CNX (Carbon‐Nano‐eXit): a unique carbon‐nano‐structure to be employed for excellent electron‐emitters

2007 
Carbon materials including Carbon-Nano-Tubes (CNT), Nano-Diamonds and other Nano-Carbon-relatives (such as Carbon-Nano-Walls [CNW]) have received intense attention as good candidates for electron-emitters. The present authors and co-workers have long been trying to fabricate good electron-emitters, employing a variety of carbon-nano-materials. Until some months ago, we claimed that CNW was the best structure for high emission-capability among the carbon-nano-materials. However, by introduction of a unique structure into the CNW, we have recently succeeded to obviously improve the capability of the emitter while achieving and far shorter fabrication or deposition times. The unique structure has been named Carbon-Nano-eXit (CNX) and patented. The introduction of this CNX into the CNW structure can be done by some modification of plasma parameters during emitter fabrication or deposition by plasma CVD process. Now the emitter has shown a world-top-ranking property: very low turn-on-voltage (0.5 V/μm to induce 10 μA/cm 2 ) and high emission current at low applied voltage with a gap distance of 1 mm (1 mA/cm 2 current at 1.1 V/μm and 100 mA/cm 2 at 2 V/μm).

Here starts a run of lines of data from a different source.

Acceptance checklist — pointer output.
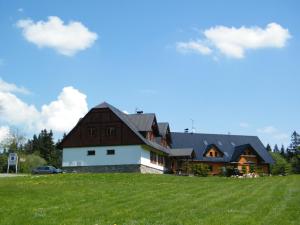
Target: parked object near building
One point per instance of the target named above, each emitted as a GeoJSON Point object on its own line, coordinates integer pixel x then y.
{"type": "Point", "coordinates": [108, 140]}
{"type": "Point", "coordinates": [46, 170]}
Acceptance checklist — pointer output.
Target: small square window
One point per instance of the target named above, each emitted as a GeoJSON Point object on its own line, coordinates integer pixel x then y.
{"type": "Point", "coordinates": [91, 152]}
{"type": "Point", "coordinates": [110, 152]}
{"type": "Point", "coordinates": [110, 131]}
{"type": "Point", "coordinates": [92, 131]}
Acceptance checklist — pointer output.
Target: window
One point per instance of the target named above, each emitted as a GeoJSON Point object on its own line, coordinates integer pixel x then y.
{"type": "Point", "coordinates": [153, 157]}
{"type": "Point", "coordinates": [91, 152]}
{"type": "Point", "coordinates": [160, 160]}
{"type": "Point", "coordinates": [92, 131]}
{"type": "Point", "coordinates": [110, 131]}
{"type": "Point", "coordinates": [110, 152]}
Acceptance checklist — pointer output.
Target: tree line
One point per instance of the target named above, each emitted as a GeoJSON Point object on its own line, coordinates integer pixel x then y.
{"type": "Point", "coordinates": [39, 150]}
{"type": "Point", "coordinates": [286, 159]}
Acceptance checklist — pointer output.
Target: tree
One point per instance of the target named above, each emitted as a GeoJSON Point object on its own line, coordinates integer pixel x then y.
{"type": "Point", "coordinates": [268, 147]}
{"type": "Point", "coordinates": [295, 141]}
{"type": "Point", "coordinates": [43, 145]}
{"type": "Point", "coordinates": [282, 151]}
{"type": "Point", "coordinates": [276, 149]}
{"type": "Point", "coordinates": [14, 142]}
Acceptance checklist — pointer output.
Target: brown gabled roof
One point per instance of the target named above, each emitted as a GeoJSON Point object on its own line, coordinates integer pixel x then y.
{"type": "Point", "coordinates": [126, 119]}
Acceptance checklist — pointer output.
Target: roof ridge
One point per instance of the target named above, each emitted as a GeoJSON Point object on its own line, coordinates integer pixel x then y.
{"type": "Point", "coordinates": [214, 134]}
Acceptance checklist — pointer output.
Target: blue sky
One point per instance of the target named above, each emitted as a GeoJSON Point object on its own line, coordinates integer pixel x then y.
{"type": "Point", "coordinates": [168, 57]}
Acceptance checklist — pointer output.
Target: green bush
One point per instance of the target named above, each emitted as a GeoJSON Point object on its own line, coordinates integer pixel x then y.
{"type": "Point", "coordinates": [252, 168]}
{"type": "Point", "coordinates": [281, 166]}
{"type": "Point", "coordinates": [30, 162]}
{"type": "Point", "coordinates": [295, 161]}
{"type": "Point", "coordinates": [244, 170]}
{"type": "Point", "coordinates": [3, 163]}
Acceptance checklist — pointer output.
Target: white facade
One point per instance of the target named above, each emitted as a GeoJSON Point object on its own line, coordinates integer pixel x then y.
{"type": "Point", "coordinates": [124, 155]}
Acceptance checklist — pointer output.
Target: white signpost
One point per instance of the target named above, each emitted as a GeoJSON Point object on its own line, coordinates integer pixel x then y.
{"type": "Point", "coordinates": [12, 161]}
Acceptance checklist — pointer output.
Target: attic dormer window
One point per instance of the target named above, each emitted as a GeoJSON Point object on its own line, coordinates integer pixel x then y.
{"type": "Point", "coordinates": [92, 131]}
{"type": "Point", "coordinates": [110, 131]}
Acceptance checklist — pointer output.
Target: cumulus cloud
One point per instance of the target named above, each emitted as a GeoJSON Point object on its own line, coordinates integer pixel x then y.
{"type": "Point", "coordinates": [233, 42]}
{"type": "Point", "coordinates": [274, 133]}
{"type": "Point", "coordinates": [9, 87]}
{"type": "Point", "coordinates": [59, 115]}
{"type": "Point", "coordinates": [244, 124]}
{"type": "Point", "coordinates": [267, 130]}
{"type": "Point", "coordinates": [66, 39]}
{"type": "Point", "coordinates": [4, 133]}
{"type": "Point", "coordinates": [193, 47]}
{"type": "Point", "coordinates": [63, 113]}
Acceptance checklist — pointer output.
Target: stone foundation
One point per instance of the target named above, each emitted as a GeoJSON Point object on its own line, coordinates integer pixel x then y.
{"type": "Point", "coordinates": [132, 168]}
{"type": "Point", "coordinates": [147, 169]}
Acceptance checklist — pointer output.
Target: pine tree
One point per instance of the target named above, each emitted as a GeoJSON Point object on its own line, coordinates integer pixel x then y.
{"type": "Point", "coordinates": [282, 151]}
{"type": "Point", "coordinates": [293, 149]}
{"type": "Point", "coordinates": [276, 149]}
{"type": "Point", "coordinates": [295, 141]}
{"type": "Point", "coordinates": [268, 147]}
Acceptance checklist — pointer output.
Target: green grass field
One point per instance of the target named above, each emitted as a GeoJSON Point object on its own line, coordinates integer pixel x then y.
{"type": "Point", "coordinates": [148, 199]}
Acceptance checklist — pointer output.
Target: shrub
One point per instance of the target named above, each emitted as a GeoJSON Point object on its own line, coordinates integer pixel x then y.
{"type": "Point", "coordinates": [30, 162]}
{"type": "Point", "coordinates": [252, 168]}
{"type": "Point", "coordinates": [295, 161]}
{"type": "Point", "coordinates": [3, 163]}
{"type": "Point", "coordinates": [244, 169]}
{"type": "Point", "coordinates": [281, 166]}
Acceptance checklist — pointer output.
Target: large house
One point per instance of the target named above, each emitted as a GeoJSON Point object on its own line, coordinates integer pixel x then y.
{"type": "Point", "coordinates": [108, 140]}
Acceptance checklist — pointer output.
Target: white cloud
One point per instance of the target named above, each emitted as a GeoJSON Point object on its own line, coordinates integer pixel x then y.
{"type": "Point", "coordinates": [244, 124]}
{"type": "Point", "coordinates": [267, 130]}
{"type": "Point", "coordinates": [275, 134]}
{"type": "Point", "coordinates": [193, 47]}
{"type": "Point", "coordinates": [4, 133]}
{"type": "Point", "coordinates": [233, 42]}
{"type": "Point", "coordinates": [9, 87]}
{"type": "Point", "coordinates": [148, 91]}
{"type": "Point", "coordinates": [60, 115]}
{"type": "Point", "coordinates": [66, 39]}
{"type": "Point", "coordinates": [63, 113]}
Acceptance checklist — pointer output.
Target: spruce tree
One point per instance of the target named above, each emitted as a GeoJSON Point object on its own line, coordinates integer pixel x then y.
{"type": "Point", "coordinates": [268, 147]}
{"type": "Point", "coordinates": [276, 149]}
{"type": "Point", "coordinates": [282, 151]}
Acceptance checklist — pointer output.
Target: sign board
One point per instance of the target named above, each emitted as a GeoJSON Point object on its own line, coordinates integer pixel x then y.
{"type": "Point", "coordinates": [12, 159]}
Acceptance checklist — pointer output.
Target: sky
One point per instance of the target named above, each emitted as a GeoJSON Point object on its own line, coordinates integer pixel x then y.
{"type": "Point", "coordinates": [210, 66]}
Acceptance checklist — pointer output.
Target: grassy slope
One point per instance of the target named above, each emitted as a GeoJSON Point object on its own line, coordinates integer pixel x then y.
{"type": "Point", "coordinates": [148, 199]}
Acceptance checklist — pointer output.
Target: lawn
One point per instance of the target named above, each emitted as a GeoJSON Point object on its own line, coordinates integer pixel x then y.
{"type": "Point", "coordinates": [148, 199]}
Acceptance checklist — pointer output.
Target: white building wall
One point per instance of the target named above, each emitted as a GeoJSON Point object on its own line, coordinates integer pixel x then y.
{"type": "Point", "coordinates": [145, 160]}
{"type": "Point", "coordinates": [124, 155]}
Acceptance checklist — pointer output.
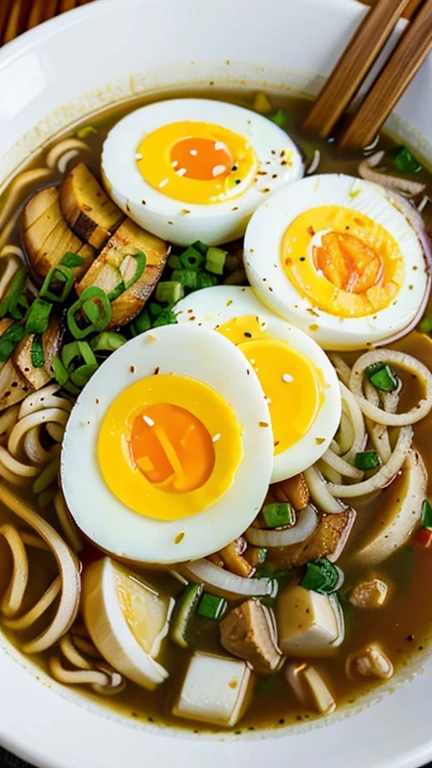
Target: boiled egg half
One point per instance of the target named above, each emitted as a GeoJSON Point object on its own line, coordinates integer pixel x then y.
{"type": "Point", "coordinates": [168, 452]}
{"type": "Point", "coordinates": [188, 169]}
{"type": "Point", "coordinates": [333, 255]}
{"type": "Point", "coordinates": [299, 383]}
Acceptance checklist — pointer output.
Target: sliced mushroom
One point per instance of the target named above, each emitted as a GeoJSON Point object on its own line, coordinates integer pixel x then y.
{"type": "Point", "coordinates": [369, 594]}
{"type": "Point", "coordinates": [369, 662]}
{"type": "Point", "coordinates": [308, 623]}
{"type": "Point", "coordinates": [326, 541]}
{"type": "Point", "coordinates": [310, 688]}
{"type": "Point", "coordinates": [106, 273]}
{"type": "Point", "coordinates": [47, 238]}
{"type": "Point", "coordinates": [397, 514]}
{"type": "Point", "coordinates": [87, 208]}
{"type": "Point", "coordinates": [249, 632]}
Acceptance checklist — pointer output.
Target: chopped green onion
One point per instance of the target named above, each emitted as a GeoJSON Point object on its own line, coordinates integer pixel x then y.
{"type": "Point", "coordinates": [212, 606]}
{"type": "Point", "coordinates": [185, 609]}
{"type": "Point", "coordinates": [187, 277]}
{"type": "Point", "coordinates": [155, 309]}
{"type": "Point", "coordinates": [117, 291]}
{"type": "Point", "coordinates": [367, 460]}
{"type": "Point", "coordinates": [9, 340]}
{"type": "Point", "coordinates": [322, 576]}
{"type": "Point", "coordinates": [107, 341]}
{"type": "Point", "coordinates": [38, 316]}
{"type": "Point", "coordinates": [72, 260]}
{"type": "Point", "coordinates": [57, 284]}
{"type": "Point", "coordinates": [215, 260]}
{"type": "Point", "coordinates": [427, 515]}
{"type": "Point", "coordinates": [37, 353]}
{"type": "Point", "coordinates": [166, 317]}
{"type": "Point", "coordinates": [141, 324]}
{"type": "Point", "coordinates": [278, 514]}
{"type": "Point", "coordinates": [192, 259]}
{"type": "Point", "coordinates": [169, 292]}
{"type": "Point", "coordinates": [382, 377]}
{"type": "Point", "coordinates": [405, 160]}
{"type": "Point", "coordinates": [80, 376]}
{"type": "Point", "coordinates": [80, 325]}
{"type": "Point", "coordinates": [279, 118]}
{"type": "Point", "coordinates": [174, 262]}
{"type": "Point", "coordinates": [86, 131]}
{"type": "Point", "coordinates": [60, 373]}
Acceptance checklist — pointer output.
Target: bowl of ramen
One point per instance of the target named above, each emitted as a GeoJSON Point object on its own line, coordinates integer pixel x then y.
{"type": "Point", "coordinates": [215, 397]}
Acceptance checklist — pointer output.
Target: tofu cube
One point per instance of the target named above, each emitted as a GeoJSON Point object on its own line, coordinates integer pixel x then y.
{"type": "Point", "coordinates": [216, 690]}
{"type": "Point", "coordinates": [307, 623]}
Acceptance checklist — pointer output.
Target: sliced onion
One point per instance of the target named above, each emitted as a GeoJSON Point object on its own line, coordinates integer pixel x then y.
{"type": "Point", "coordinates": [222, 582]}
{"type": "Point", "coordinates": [307, 522]}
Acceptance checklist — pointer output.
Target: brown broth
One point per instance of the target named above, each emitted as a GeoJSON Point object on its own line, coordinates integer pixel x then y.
{"type": "Point", "coordinates": [402, 626]}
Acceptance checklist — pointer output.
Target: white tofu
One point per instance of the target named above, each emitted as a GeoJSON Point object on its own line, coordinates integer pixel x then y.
{"type": "Point", "coordinates": [307, 623]}
{"type": "Point", "coordinates": [216, 690]}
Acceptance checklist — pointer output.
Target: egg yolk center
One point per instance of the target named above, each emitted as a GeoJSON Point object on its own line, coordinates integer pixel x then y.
{"type": "Point", "coordinates": [348, 263]}
{"type": "Point", "coordinates": [201, 159]}
{"type": "Point", "coordinates": [292, 385]}
{"type": "Point", "coordinates": [172, 448]}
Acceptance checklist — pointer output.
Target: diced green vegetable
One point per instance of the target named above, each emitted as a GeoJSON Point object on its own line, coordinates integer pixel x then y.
{"type": "Point", "coordinates": [169, 292]}
{"type": "Point", "coordinates": [278, 514]}
{"type": "Point", "coordinates": [141, 324]}
{"type": "Point", "coordinates": [80, 325]}
{"type": "Point", "coordinates": [427, 515]}
{"type": "Point", "coordinates": [322, 576]}
{"type": "Point", "coordinates": [405, 160]}
{"type": "Point", "coordinates": [382, 377]}
{"type": "Point", "coordinates": [107, 341]}
{"type": "Point", "coordinates": [212, 606]}
{"type": "Point", "coordinates": [57, 284]}
{"type": "Point", "coordinates": [185, 609]}
{"type": "Point", "coordinates": [37, 353]}
{"type": "Point", "coordinates": [279, 118]}
{"type": "Point", "coordinates": [9, 340]}
{"type": "Point", "coordinates": [72, 260]}
{"type": "Point", "coordinates": [166, 317]}
{"type": "Point", "coordinates": [60, 373]}
{"type": "Point", "coordinates": [192, 258]}
{"type": "Point", "coordinates": [174, 262]}
{"type": "Point", "coordinates": [38, 316]}
{"type": "Point", "coordinates": [215, 260]}
{"type": "Point", "coordinates": [367, 460]}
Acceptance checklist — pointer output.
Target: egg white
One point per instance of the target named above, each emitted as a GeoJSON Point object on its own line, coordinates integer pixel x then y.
{"type": "Point", "coordinates": [262, 256]}
{"type": "Point", "coordinates": [213, 307]}
{"type": "Point", "coordinates": [165, 217]}
{"type": "Point", "coordinates": [188, 351]}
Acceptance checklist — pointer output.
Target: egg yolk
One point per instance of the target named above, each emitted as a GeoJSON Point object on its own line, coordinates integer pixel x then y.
{"type": "Point", "coordinates": [292, 384]}
{"type": "Point", "coordinates": [169, 447]}
{"type": "Point", "coordinates": [342, 261]}
{"type": "Point", "coordinates": [197, 163]}
{"type": "Point", "coordinates": [172, 448]}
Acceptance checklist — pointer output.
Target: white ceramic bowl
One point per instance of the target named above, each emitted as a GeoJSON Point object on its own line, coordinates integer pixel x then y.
{"type": "Point", "coordinates": [55, 75]}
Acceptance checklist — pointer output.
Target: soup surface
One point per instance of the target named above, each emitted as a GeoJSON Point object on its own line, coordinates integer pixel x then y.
{"type": "Point", "coordinates": [373, 609]}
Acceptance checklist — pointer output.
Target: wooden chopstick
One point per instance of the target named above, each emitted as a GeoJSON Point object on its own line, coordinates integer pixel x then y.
{"type": "Point", "coordinates": [353, 66]}
{"type": "Point", "coordinates": [401, 68]}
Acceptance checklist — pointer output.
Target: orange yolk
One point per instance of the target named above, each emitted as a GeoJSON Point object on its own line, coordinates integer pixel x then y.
{"type": "Point", "coordinates": [348, 263]}
{"type": "Point", "coordinates": [201, 159]}
{"type": "Point", "coordinates": [172, 448]}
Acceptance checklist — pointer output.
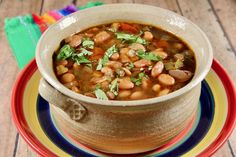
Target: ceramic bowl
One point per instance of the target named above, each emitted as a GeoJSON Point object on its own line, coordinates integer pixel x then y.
{"type": "Point", "coordinates": [122, 127]}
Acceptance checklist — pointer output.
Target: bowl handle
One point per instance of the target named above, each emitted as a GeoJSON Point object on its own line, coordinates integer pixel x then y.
{"type": "Point", "coordinates": [73, 108]}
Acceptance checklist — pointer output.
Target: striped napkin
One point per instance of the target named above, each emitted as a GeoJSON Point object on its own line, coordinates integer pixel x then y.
{"type": "Point", "coordinates": [23, 32]}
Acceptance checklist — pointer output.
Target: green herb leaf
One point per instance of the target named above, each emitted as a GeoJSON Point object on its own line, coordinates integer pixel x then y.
{"type": "Point", "coordinates": [84, 52]}
{"type": "Point", "coordinates": [80, 59]}
{"type": "Point", "coordinates": [88, 43]}
{"type": "Point", "coordinates": [65, 52]}
{"type": "Point", "coordinates": [179, 64]}
{"type": "Point", "coordinates": [111, 51]}
{"type": "Point", "coordinates": [114, 87]}
{"type": "Point", "coordinates": [148, 56]}
{"type": "Point", "coordinates": [106, 57]}
{"type": "Point", "coordinates": [174, 65]}
{"type": "Point", "coordinates": [100, 94]}
{"type": "Point", "coordinates": [131, 38]}
{"type": "Point", "coordinates": [138, 81]}
{"type": "Point", "coordinates": [130, 66]}
{"type": "Point", "coordinates": [169, 66]}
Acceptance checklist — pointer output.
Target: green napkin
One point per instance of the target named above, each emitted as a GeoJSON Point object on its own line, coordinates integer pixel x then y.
{"type": "Point", "coordinates": [22, 34]}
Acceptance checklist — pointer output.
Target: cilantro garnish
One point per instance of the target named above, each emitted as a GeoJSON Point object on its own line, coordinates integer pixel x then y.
{"type": "Point", "coordinates": [138, 81]}
{"type": "Point", "coordinates": [174, 65]}
{"type": "Point", "coordinates": [80, 59]}
{"type": "Point", "coordinates": [131, 38]}
{"type": "Point", "coordinates": [114, 87]}
{"type": "Point", "coordinates": [100, 94]}
{"type": "Point", "coordinates": [106, 57]}
{"type": "Point", "coordinates": [85, 52]}
{"type": "Point", "coordinates": [130, 66]}
{"type": "Point", "coordinates": [148, 56]}
{"type": "Point", "coordinates": [88, 43]}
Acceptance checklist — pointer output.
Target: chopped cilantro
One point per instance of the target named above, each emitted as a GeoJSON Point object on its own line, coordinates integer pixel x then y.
{"type": "Point", "coordinates": [85, 52]}
{"type": "Point", "coordinates": [80, 59]}
{"type": "Point", "coordinates": [138, 80]}
{"type": "Point", "coordinates": [174, 65]}
{"type": "Point", "coordinates": [88, 43]}
{"type": "Point", "coordinates": [106, 57]}
{"type": "Point", "coordinates": [100, 94]}
{"type": "Point", "coordinates": [130, 66]}
{"type": "Point", "coordinates": [65, 52]}
{"type": "Point", "coordinates": [179, 64]}
{"type": "Point", "coordinates": [131, 38]}
{"type": "Point", "coordinates": [114, 87]}
{"type": "Point", "coordinates": [148, 55]}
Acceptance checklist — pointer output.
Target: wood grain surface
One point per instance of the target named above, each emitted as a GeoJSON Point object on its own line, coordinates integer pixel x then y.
{"type": "Point", "coordinates": [217, 18]}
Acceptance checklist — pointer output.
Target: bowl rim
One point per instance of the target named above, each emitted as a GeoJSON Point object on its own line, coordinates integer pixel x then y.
{"type": "Point", "coordinates": [82, 98]}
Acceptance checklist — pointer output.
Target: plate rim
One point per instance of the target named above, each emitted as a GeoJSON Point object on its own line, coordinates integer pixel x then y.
{"type": "Point", "coordinates": [39, 148]}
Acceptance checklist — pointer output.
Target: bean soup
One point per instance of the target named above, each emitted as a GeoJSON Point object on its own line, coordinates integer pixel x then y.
{"type": "Point", "coordinates": [124, 61]}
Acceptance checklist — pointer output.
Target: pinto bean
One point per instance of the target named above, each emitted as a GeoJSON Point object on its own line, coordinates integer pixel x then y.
{"type": "Point", "coordinates": [146, 83]}
{"type": "Point", "coordinates": [87, 70]}
{"type": "Point", "coordinates": [124, 93]}
{"type": "Point", "coordinates": [90, 94]}
{"type": "Point", "coordinates": [76, 66]}
{"type": "Point", "coordinates": [156, 88]}
{"type": "Point", "coordinates": [107, 71]}
{"type": "Point", "coordinates": [68, 39]}
{"type": "Point", "coordinates": [68, 77]}
{"type": "Point", "coordinates": [61, 69]}
{"type": "Point", "coordinates": [75, 89]}
{"type": "Point", "coordinates": [164, 92]}
{"type": "Point", "coordinates": [137, 46]}
{"type": "Point", "coordinates": [124, 58]}
{"type": "Point", "coordinates": [101, 37]}
{"type": "Point", "coordinates": [96, 80]}
{"type": "Point", "coordinates": [162, 54]}
{"type": "Point", "coordinates": [71, 84]}
{"type": "Point", "coordinates": [148, 36]}
{"type": "Point", "coordinates": [142, 63]}
{"type": "Point", "coordinates": [124, 50]}
{"type": "Point", "coordinates": [166, 79]}
{"type": "Point", "coordinates": [157, 69]}
{"type": "Point", "coordinates": [131, 53]}
{"type": "Point", "coordinates": [76, 40]}
{"type": "Point", "coordinates": [181, 75]}
{"type": "Point", "coordinates": [97, 74]}
{"type": "Point", "coordinates": [105, 85]}
{"type": "Point", "coordinates": [114, 64]}
{"type": "Point", "coordinates": [137, 95]}
{"type": "Point", "coordinates": [127, 71]}
{"type": "Point", "coordinates": [125, 83]}
{"type": "Point", "coordinates": [115, 26]}
{"type": "Point", "coordinates": [179, 56]}
{"type": "Point", "coordinates": [62, 62]}
{"type": "Point", "coordinates": [115, 56]}
{"type": "Point", "coordinates": [110, 95]}
{"type": "Point", "coordinates": [178, 46]}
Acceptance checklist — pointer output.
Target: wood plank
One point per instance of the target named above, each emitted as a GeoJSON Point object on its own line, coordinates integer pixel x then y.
{"type": "Point", "coordinates": [49, 5]}
{"type": "Point", "coordinates": [226, 12]}
{"type": "Point", "coordinates": [83, 2]}
{"type": "Point", "coordinates": [23, 150]}
{"type": "Point", "coordinates": [172, 5]}
{"type": "Point", "coordinates": [201, 13]}
{"type": "Point", "coordinates": [167, 4]}
{"type": "Point", "coordinates": [9, 71]}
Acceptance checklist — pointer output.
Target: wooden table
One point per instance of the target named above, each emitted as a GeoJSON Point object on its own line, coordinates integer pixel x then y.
{"type": "Point", "coordinates": [216, 17]}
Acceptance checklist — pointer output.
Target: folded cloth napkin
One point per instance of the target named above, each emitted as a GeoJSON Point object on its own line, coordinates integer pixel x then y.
{"type": "Point", "coordinates": [23, 32]}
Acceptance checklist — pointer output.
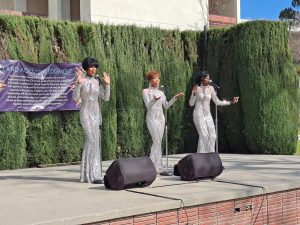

The emitter a is wire or pipe type emitter to avoid the so-called "edge-effect". Owing to the presence of CNX which shortens the fabrication time, we are able to fabricate or deposit the emitters totally about 50∼100 km long per month by one CVD-reactor. Then using these emitters, we are able to fabricate Mercury-free fluorescence lamps with high efficiency (∼70 lm/watt) and a high brightness of 105 cd/m 2 (white-light).